I kept getting the following messages every hour (anonymized):
named: connection refused resolving 'somedomain.org/NS/IN': xxx.yyy.zzz.nnn#53
named: connection refused resolving 'somedomain.org/NS/IN': xxx.yyy.zzz.mmm#53
named: connection refused resolving 'ns1.somedomain.org/AAAA/IN': xxx.yyy.zzz.mmm#53
named: connection refused resolving 'ns2.somedomain.org/AAAA/IN': xxx.yyy.zzz.mmm#53
named: connection refused resolving 'ns1.somedomain.org/AAAA/IN': xxx.yyy.zzz.nnn#53
named: connection refused resolving 'ns2.somedomain.org/AAAA/IN': xxx.yyy.zzz.nnn#53
The times were fairly regular: once just before the hour, most 2 minutes after. I fetch mail at around that time, but also at other times, so possible but unlikely. The 2 minutes after was the first real clue: some cron job maybe? After disabling logcheck the messages no longer appeared in the log. Enable it again, and they were back.
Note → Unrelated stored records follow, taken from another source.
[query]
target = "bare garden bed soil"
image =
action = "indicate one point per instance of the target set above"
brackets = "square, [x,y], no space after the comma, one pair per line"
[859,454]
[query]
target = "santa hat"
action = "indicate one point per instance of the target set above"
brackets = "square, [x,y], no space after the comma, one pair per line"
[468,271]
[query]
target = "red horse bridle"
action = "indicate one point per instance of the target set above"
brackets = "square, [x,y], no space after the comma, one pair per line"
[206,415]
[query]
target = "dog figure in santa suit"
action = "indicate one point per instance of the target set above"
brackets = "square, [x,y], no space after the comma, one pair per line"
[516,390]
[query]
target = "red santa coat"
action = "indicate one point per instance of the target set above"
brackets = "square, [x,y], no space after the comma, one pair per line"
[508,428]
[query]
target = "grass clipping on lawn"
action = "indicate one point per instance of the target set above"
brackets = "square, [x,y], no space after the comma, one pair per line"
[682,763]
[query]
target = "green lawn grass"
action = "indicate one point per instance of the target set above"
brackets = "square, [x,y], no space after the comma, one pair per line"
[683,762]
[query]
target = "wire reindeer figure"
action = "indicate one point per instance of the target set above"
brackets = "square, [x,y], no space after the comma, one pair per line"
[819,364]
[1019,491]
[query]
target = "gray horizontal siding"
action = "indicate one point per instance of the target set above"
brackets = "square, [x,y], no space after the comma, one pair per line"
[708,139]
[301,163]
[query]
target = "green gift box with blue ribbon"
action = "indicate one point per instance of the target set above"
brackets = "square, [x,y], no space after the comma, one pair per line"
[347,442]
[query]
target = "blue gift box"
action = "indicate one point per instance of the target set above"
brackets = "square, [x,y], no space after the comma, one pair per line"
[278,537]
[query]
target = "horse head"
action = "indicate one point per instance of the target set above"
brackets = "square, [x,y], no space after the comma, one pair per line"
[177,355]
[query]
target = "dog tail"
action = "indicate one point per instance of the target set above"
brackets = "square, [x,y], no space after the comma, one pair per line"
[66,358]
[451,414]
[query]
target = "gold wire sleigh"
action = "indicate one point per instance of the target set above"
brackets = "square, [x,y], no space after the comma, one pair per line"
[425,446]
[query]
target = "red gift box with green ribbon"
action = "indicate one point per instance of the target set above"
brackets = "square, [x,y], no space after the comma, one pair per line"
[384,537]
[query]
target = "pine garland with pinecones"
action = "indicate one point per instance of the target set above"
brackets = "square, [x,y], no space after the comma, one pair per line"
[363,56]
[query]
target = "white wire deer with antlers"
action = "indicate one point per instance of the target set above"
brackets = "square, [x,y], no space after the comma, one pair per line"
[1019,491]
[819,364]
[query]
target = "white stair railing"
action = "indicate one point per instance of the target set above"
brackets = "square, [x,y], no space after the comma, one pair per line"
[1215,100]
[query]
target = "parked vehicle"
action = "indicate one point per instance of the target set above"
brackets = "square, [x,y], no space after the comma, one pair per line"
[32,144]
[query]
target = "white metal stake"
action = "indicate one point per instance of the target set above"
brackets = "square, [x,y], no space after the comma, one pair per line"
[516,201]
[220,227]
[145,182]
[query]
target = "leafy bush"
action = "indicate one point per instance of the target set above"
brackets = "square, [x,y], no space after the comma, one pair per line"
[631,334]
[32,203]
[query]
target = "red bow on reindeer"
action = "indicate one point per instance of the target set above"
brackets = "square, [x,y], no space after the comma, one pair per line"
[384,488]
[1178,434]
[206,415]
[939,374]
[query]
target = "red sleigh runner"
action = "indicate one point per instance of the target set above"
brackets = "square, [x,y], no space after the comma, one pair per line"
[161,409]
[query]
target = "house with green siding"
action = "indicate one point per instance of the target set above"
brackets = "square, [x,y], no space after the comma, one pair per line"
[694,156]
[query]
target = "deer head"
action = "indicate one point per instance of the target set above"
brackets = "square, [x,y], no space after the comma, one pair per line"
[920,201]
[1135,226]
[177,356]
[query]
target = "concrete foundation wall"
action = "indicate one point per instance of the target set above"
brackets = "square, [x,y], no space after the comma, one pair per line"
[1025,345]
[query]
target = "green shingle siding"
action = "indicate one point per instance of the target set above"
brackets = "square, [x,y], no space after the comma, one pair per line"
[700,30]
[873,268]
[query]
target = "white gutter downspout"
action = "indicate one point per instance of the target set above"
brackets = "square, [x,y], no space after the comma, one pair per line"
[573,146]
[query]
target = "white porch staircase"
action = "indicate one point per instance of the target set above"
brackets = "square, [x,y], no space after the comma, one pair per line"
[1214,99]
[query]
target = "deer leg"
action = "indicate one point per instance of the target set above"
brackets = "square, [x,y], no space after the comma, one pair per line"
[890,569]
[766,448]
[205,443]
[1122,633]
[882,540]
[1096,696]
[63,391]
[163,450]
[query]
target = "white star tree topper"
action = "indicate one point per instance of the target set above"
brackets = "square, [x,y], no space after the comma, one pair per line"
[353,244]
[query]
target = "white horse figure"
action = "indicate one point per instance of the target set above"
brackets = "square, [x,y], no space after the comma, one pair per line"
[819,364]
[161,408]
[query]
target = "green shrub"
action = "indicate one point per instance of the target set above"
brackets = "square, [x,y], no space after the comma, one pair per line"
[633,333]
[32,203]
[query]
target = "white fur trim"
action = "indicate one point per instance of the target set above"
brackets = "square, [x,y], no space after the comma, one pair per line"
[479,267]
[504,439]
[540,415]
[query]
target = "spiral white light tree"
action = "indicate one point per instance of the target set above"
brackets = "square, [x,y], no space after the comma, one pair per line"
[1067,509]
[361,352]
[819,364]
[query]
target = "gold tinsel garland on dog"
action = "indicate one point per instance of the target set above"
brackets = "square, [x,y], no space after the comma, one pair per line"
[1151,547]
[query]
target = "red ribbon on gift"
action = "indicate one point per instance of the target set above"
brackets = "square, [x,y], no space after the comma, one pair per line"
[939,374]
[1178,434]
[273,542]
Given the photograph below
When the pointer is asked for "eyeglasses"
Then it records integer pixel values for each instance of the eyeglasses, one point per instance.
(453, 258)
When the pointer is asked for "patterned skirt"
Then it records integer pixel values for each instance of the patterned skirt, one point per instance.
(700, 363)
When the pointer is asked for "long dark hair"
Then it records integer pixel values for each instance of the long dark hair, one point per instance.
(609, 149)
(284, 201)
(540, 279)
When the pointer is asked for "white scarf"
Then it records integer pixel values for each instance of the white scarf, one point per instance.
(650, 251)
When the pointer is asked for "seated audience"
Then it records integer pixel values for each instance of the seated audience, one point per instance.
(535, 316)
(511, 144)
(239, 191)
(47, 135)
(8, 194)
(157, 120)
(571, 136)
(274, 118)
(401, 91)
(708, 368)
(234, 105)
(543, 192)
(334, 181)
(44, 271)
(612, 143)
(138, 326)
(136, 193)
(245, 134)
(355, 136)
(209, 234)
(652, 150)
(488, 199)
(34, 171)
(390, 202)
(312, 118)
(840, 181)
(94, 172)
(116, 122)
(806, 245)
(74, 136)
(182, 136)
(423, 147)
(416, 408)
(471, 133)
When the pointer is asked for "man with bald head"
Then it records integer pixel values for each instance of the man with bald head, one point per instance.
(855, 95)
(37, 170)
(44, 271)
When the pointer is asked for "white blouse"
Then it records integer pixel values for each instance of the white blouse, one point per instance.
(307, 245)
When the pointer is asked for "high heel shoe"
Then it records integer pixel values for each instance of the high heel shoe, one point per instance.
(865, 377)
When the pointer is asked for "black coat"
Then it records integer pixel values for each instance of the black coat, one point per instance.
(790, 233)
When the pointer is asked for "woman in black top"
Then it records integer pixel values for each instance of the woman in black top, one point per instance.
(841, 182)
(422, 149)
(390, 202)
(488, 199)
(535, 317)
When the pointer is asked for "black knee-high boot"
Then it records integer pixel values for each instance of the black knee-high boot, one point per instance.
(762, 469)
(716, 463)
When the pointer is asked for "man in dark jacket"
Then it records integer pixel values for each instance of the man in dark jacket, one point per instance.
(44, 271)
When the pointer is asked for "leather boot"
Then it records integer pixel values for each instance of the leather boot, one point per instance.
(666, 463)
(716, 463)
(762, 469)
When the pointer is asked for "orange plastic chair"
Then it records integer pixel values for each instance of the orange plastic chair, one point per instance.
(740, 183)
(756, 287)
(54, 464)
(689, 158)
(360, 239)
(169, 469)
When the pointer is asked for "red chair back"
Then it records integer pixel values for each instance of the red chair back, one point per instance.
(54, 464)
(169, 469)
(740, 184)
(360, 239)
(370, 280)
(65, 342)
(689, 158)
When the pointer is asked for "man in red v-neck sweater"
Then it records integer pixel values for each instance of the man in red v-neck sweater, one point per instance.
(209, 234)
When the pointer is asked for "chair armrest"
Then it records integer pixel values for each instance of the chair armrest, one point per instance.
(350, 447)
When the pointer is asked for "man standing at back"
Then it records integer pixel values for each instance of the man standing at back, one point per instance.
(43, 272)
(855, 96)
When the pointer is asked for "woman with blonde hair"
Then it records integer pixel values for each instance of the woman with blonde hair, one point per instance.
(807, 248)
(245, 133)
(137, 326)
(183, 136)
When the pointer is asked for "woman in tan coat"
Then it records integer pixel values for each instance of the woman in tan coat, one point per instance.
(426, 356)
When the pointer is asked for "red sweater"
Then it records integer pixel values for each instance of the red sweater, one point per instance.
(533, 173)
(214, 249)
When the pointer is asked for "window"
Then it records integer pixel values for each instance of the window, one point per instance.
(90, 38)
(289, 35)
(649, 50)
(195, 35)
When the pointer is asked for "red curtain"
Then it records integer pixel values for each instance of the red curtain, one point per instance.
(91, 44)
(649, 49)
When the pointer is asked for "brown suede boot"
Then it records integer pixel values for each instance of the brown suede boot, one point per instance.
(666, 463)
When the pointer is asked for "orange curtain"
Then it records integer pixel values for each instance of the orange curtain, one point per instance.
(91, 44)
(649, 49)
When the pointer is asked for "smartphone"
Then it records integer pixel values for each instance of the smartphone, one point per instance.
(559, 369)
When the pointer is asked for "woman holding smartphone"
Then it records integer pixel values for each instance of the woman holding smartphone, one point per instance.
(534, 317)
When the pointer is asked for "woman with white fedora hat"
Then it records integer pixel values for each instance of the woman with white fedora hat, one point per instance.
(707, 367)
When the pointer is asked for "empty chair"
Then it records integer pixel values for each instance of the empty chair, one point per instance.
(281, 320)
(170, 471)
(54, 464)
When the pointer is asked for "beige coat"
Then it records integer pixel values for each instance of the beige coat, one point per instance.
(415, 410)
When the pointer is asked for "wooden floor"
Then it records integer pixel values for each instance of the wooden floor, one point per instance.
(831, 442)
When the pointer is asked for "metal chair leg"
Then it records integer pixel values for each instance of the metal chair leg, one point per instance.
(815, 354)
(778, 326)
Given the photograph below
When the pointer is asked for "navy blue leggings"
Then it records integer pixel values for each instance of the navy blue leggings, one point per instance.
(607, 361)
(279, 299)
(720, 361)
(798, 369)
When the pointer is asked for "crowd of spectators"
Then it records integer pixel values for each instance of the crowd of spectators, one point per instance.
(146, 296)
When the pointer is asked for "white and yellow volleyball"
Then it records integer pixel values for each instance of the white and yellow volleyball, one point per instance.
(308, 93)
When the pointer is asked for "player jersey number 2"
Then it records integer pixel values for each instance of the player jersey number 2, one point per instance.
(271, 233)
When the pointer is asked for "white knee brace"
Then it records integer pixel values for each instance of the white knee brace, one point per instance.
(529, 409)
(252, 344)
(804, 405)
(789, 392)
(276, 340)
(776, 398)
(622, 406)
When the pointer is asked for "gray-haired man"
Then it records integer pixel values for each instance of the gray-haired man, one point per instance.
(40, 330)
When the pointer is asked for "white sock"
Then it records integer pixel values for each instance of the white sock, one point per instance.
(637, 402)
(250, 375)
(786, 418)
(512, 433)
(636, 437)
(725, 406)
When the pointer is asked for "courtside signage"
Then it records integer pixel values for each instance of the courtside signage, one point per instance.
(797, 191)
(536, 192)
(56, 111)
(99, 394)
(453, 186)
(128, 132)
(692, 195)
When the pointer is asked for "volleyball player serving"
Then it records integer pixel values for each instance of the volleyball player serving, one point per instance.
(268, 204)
Additional confusion was caused by the fact that the domain had "debian" in its name, but it was somewhere obscure. So why was logcheck causing a lookup for that domain? This did confuse me enough to waste some time looking for some silly weird (default) configuration problem in some package.
Enter spamassassin. Apparently that was parsing the message body, recognized "somedomain.org" as a host name, and proceded to do a DNS lookup as validity check.
So we have the following loop, started off by something causing an initial DNS lookup for the domain, which fails and gets logged:
- logcheck reports the failure during its next check
- spamassassin processes the logcheck mail, spots the domain name and does a new set of lookups, which fail and get logged
- logcheck reports the failures during its next check
- ...
Duh.
I remember struggling with probably the same problem a couple of years ago, but then it was a lot more severe: masses of repeating DNS errors for obscure domains. At that time I failed to get to the bottom of it and ended up just ignoring the errors by adding the following option in my bind9 configuration:
logging { category lame-servers { null; };
};
Anyway, now I just no longer pass logcheck mails through spamassassin. (Although filtering out these DNS errors in bind9 can be perfectly valid.)